Find and Replace
This is what happens when you treat all ideas equally rather that arbitrarily calling some of them ‘religion’ and pretending that makes them better:
Lillian Ladele ruling is overturned on appeal
Threatening to fire a homophobic registrar who asked to be exempt from registering homosexual civil partnerships was not an act of discrimination by Islington Council, a court has decided. The ruling, published today by the Employment Appeal Tribunal, overturns a previous decision that found in favour of Miss Lillian Ladele. Miss Ladele intends to appeal today’s ruling to the Court of Appeal.

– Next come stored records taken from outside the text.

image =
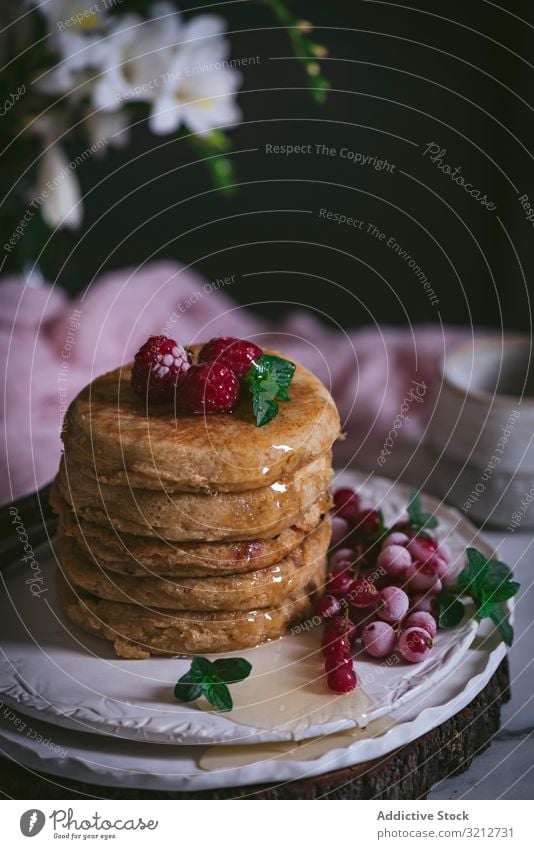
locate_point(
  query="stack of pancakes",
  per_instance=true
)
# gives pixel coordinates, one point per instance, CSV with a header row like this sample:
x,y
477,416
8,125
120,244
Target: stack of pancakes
x,y
192,533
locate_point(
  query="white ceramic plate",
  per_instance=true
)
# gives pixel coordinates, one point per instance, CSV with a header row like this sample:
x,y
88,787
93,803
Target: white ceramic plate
x,y
54,672
64,753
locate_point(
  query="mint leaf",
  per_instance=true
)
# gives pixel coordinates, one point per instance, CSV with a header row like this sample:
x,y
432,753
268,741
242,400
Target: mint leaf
x,y
210,680
187,690
232,669
497,573
264,408
419,519
499,617
200,668
451,611
268,380
488,583
473,577
279,370
218,694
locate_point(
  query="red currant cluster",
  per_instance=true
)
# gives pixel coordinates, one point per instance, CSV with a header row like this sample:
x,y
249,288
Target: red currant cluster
x,y
381,589
162,373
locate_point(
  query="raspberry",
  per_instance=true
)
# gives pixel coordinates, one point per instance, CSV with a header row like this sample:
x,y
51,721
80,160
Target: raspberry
x,y
158,364
208,388
237,354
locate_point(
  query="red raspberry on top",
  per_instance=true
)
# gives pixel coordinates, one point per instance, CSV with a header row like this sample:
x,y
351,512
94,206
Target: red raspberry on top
x,y
208,388
237,354
158,364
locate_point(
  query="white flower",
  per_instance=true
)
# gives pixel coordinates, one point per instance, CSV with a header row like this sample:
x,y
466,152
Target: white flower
x,y
74,74
59,188
199,87
110,127
133,59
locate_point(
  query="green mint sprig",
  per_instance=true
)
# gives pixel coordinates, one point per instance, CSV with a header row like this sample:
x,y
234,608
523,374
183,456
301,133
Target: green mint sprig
x,y
420,521
268,380
210,679
489,583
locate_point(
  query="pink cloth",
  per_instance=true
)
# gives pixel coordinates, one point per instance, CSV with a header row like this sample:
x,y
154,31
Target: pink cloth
x,y
51,351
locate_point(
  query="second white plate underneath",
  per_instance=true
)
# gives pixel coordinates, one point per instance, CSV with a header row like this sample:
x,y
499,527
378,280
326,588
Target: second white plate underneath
x,y
53,671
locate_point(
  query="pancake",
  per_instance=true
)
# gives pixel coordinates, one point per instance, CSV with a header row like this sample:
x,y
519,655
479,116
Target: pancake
x,y
108,430
257,513
262,588
138,633
143,556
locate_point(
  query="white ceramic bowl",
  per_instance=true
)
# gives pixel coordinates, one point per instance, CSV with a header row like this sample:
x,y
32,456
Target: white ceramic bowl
x,y
482,430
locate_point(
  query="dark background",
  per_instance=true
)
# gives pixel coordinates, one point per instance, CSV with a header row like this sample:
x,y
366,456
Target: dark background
x,y
446,73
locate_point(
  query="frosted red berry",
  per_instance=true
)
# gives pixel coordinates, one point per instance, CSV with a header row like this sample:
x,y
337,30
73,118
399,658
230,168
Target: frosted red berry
x,y
379,639
393,604
422,548
415,644
238,354
208,388
158,365
333,643
362,593
421,620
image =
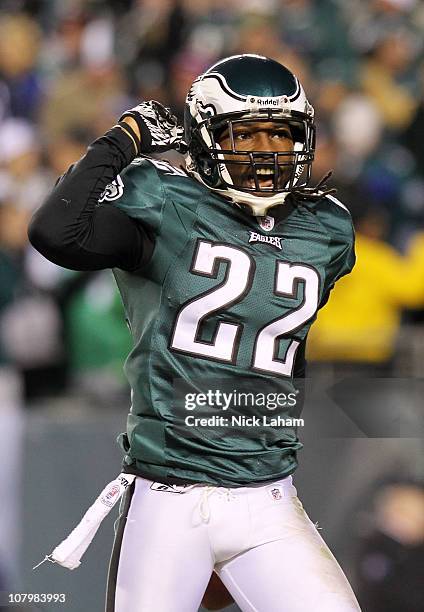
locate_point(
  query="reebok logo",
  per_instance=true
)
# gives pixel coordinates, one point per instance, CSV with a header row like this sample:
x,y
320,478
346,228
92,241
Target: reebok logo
x,y
160,486
274,241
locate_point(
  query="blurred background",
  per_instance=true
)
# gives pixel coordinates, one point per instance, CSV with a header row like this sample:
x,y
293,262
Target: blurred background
x,y
67,70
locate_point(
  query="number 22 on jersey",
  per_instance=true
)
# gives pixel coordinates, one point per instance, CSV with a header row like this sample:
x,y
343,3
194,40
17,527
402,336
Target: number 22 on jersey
x,y
235,286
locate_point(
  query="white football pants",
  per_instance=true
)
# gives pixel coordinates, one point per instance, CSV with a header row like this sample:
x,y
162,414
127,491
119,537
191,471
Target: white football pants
x,y
258,539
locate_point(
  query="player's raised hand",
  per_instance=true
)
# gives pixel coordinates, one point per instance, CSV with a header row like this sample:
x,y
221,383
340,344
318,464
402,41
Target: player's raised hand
x,y
158,127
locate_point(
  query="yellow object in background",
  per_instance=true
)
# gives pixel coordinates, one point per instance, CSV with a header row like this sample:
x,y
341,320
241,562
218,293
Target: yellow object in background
x,y
361,320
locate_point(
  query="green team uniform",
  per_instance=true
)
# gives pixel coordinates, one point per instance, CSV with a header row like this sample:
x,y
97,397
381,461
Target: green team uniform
x,y
221,299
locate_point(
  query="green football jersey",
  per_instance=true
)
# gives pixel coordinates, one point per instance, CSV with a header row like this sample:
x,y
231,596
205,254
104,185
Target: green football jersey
x,y
217,316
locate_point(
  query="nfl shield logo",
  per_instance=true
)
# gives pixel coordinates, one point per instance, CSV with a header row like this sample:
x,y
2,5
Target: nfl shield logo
x,y
266,223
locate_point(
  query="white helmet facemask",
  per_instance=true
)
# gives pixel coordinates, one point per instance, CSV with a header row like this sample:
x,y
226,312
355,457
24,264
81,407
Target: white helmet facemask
x,y
213,108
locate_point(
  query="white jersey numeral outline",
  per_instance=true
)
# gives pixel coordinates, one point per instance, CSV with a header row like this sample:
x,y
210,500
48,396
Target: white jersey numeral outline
x,y
208,258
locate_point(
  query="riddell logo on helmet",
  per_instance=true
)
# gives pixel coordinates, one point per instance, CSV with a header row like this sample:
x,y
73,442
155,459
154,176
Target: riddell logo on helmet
x,y
279,102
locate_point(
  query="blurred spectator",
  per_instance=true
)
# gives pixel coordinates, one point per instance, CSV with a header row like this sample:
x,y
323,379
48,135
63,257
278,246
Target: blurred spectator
x,y
384,78
391,560
360,323
20,78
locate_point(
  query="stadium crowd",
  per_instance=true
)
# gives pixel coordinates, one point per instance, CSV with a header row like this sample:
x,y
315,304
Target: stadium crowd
x,y
69,69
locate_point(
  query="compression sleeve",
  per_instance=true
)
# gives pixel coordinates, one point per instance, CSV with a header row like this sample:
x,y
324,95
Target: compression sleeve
x,y
72,229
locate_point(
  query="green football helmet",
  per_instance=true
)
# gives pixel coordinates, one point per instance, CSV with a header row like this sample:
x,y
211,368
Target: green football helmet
x,y
244,89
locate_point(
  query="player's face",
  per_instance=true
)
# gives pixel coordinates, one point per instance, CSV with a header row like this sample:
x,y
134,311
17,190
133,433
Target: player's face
x,y
266,136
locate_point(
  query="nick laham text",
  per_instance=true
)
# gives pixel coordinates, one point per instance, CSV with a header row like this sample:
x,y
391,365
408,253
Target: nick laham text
x,y
243,421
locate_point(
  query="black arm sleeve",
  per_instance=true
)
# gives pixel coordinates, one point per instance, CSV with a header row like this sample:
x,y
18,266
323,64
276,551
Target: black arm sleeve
x,y
73,230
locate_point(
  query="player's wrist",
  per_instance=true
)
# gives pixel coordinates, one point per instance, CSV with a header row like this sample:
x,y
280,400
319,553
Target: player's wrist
x,y
132,134
132,123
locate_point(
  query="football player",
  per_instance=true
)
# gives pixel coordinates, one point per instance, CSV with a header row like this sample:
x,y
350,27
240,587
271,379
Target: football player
x,y
222,266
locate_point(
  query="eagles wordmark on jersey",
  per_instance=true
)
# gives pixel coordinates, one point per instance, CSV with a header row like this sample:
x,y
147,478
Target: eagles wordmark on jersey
x,y
224,299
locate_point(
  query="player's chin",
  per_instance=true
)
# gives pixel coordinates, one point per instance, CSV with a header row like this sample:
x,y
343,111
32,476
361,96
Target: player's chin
x,y
266,188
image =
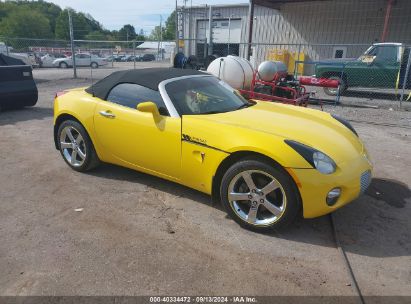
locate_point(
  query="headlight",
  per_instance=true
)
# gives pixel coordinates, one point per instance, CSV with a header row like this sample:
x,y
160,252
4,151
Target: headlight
x,y
319,160
323,163
345,123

Lawyers acting for Miss Ladele say she was shunned by colleagues who mounted a witch hunt against her because of her homophobic beliefs on marriage. The original tribunal accepted the claims, but today that decision has been reversed by the EAT, chaired by its President, Mr Justice Elias. The EAT did accept that Islington had acted in an improper, unreasonable and extraordinary manner (paragraphs 62 and 77 of the judgment) but ruled it did not amount to discrimination.
The ruling
The ruling states: ‘The council were not taking disciplinary action against Ms Ladele for holding her prejudices; they did so because she was refusing to carry out civil partnership ceremonies and this involved discrimination on grounds of sexual orientation. The council were entitled to take the view that they were not willing to connive in that practice by relieving Ms Ladele of these duties, notwithstanding that her refusal was the result of her strong and genuinely held homophobic prejudice. The council were entitled to take the view that this would be inconsistent with their strong commitment to the principles of non-discrimination and would send the wrong message to staff and service users. There were clearly some unsatisfactory features about the way the council handled this matter. The claimant’s prejudice was strong and genuine and not all of management treated it with the sensitivity which they might have done.’
Squeezing Christians
The case was backed financially by The Bigotry Institute. Colin Hart, its Director, said: ‘Gay rights are not the only rights. If this decision is allowed to stand it will help squeeze out homophobes from the public sphere because of their prejudices.’
Councillor John Gilbert, Executive Member for Human Resources at Islington Council, said: ‘The council is extremely pleased with this decision which it believes to be the right one.’